Risks and Complications

Ablative laser resurfacing is generally safe when performed by an experienced provider, but it carries real risks worth understanding before committing.

Hyperpigmentation (darkening of the treated skin) occurs in roughly 5 to 7% of patients, with significantly higher rates in people with medium to dark skin tones (Fitzpatrick types III through VI). Hypopigmentation, where the treated skin becomes lighter than surrounding areas, affects about 3% of patients and can be permanent.

Infection is another concern. Bacterial infections occur in about 6.5% of resurfacing cases. Herpes simplex virus reactivation happens in roughly 2 to 7% of patients, including some who had no known history of cold sores. Providers typically prescribe antiviral medication before the procedure to reduce this risk.
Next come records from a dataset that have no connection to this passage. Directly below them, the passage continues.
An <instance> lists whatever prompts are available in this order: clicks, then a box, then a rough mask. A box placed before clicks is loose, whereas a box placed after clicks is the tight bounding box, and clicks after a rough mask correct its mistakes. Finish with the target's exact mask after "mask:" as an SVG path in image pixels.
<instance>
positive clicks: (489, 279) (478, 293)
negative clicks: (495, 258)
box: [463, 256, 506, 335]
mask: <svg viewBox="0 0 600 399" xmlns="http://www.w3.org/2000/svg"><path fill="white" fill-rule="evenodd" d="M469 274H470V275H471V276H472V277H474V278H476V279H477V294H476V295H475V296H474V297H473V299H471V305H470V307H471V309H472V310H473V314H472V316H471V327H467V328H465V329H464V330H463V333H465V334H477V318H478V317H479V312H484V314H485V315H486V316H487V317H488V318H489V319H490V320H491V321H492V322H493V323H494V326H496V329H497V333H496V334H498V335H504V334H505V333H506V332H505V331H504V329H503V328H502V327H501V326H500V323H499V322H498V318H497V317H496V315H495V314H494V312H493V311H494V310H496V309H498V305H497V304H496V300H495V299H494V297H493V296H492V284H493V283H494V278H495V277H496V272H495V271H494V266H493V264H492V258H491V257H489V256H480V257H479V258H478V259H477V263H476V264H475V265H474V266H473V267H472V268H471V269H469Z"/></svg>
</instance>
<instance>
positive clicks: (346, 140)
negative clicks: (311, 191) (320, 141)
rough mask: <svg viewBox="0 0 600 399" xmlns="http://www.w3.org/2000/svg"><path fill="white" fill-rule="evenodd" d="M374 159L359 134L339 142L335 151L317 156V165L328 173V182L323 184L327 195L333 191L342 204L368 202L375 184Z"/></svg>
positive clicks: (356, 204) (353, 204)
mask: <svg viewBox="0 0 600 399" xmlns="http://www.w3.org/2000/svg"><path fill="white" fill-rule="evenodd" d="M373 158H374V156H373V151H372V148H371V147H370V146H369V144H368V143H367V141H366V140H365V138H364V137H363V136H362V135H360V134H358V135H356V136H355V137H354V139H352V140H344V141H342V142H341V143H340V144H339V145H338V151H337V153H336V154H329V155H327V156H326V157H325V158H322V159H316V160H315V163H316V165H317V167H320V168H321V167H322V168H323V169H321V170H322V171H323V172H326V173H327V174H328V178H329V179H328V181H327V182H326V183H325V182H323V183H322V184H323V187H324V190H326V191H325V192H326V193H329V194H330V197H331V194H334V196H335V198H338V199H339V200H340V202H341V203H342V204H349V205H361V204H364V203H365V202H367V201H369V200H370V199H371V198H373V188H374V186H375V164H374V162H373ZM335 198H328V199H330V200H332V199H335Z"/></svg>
Hypertrophic scarring, where the healing process produces raised, thickened scars, is rare at about 0.9% of cases but is the most dreaded complication of an elective cosmetic procedure. Risk factors include excessive treatment depth, overlapping laser passes, infection during healing, and a personal tendency toward keloid scarring. Prolonged redness beyond the normal timeline is an early warning sign.

How It Compares to Non-Ablative Lasers

Non-ablative lasers heat the deeper layers of skin without removing the surface. They stimulate collagen production with minimal downtime, but the results are more subtle and typically require multiple sessions to achieve noticeable improvement. Ablative lasers produce more significant changes in a single treatment because they physically remove damaged tissue and trigger a much stronger healing response.

Fractional ablative lasers have blurred this line somewhat. By treating only a fraction of the skin’s surface while still reaching both the outer and deeper layers, they deliver resurfacing results closer to fully ablative treatment but with a recovery timeline closer to non-ablative procedures. For many patients with moderate concerns, fractional ablative has become the sweet spot.

Cost

The average cost of laser skin resurfacing is $1,829, according to the American Society of Plastic Surgeons. That figure covers only the procedure itself, not anesthesia, facility fees, or post-treatment care products. Actual prices vary widely based on geographic location, the provider’s experience, the type of laser used, and the size of the treatment area. Full-face CO2 resurfacing at a specialist practice in a major city can run several thousand dollars, while a small targeted treatment with an erbium laser may cost considerably less.

Most insurance plans do not cover ablative laser resurfacing when it’s performed for cosmetic reasons. Treatments for precancerous lesions or medically necessary scar revision may have partial coverage, depending on the plan.